Ex-ministro brasileiro é o atual diretor-geral da agência das Nações Unidas para Alimentação e Agricultura; ele é candidato único

Jamil Chade, O Estado de S. Paulo

01 Fevereiro 2015 | 16h22

GENEBRA - O governo brasileiro apresentou a candidatura de José Graziano da Silva para um segundo mandato como diretor-geral da Organização das Nações Unidas para Alimentação e Agricultura (FAO). O ex-ministro do governo Lula será o único candidato para o cargo com sede em Roma e não sofrerá a concorrência de nenhum outro país. Dias antes de lançar o nome de Graziano, o Brasil depositou à FAO os US$ 15 milhões que devia à entidade com relação às contribuições obrigatórias de 2014. 

A eleição ocorre em junho e, até o encerramento das candidaturas para o cargo no dia 31 de janeiro, a FAO informa que apenas o governo do Brasil declarou seu interesse pelo cargo, o que torna Graziano o único a disputar as eleições.

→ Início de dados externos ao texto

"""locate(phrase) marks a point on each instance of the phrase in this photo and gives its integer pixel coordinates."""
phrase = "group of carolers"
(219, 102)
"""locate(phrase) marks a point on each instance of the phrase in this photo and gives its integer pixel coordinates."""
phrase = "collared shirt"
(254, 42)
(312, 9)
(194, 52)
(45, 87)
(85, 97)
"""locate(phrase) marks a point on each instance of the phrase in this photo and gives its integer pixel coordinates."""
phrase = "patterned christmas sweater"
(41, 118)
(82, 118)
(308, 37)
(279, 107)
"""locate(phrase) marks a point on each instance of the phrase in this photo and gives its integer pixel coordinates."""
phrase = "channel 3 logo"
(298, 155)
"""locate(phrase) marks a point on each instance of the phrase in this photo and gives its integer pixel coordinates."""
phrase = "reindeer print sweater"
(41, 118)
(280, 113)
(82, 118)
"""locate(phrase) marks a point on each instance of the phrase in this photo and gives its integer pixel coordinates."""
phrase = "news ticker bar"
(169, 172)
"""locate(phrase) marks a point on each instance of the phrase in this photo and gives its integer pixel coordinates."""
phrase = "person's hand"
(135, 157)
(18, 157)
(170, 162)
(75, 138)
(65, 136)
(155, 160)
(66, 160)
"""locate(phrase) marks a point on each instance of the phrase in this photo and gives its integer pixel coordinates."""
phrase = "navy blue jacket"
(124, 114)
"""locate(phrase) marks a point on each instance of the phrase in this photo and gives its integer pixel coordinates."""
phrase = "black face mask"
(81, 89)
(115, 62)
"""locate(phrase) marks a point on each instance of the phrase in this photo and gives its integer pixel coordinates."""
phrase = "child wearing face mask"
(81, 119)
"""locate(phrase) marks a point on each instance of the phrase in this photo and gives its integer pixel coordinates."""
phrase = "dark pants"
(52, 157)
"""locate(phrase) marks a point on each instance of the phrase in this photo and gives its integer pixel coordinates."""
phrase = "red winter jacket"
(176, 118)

O brasileiro venceu o pleito em junho de 2011 para um primeiro mandato, sob a promessa de modernizar a administração da entidade e combater a fome no mundo. Naquele momento, o que definiu a vitória do ex-ministro foi o apoio da África, costurado pelo ex-presidente Luiz Inácio Lula da Silva. 

Seu eventual segundo mandato, porém, será marcado por uma queda acentuada nos preços das commodities, um desafio para a renda de milhões de agricultores pelo mundo. 

Dívida. Para poder se candidatar, porém, Graziano precisou mostrar que o compromisso do governo brasileiro com a FAO ainda estava intácto. Não por acaso, três dias antes de registrar a candidatura do ex-ministro, o  Ministério do Planejamento quitou as dívidas que o país mantinha com o órgão da ONU.

Nos últimos meses, o Brasil tem acumulado dívidas com as Nações Unidas e, diante de um aperto fiscal realizado pelo governo, o Itamaraty já começou a ser suspenso de alguns organismos da ONU  por falta de pagamento. No caso da Agência Internacional de Energia Atômica e do Tribunal Penal Internacional, o Brasil já perdeu seu direito de voto.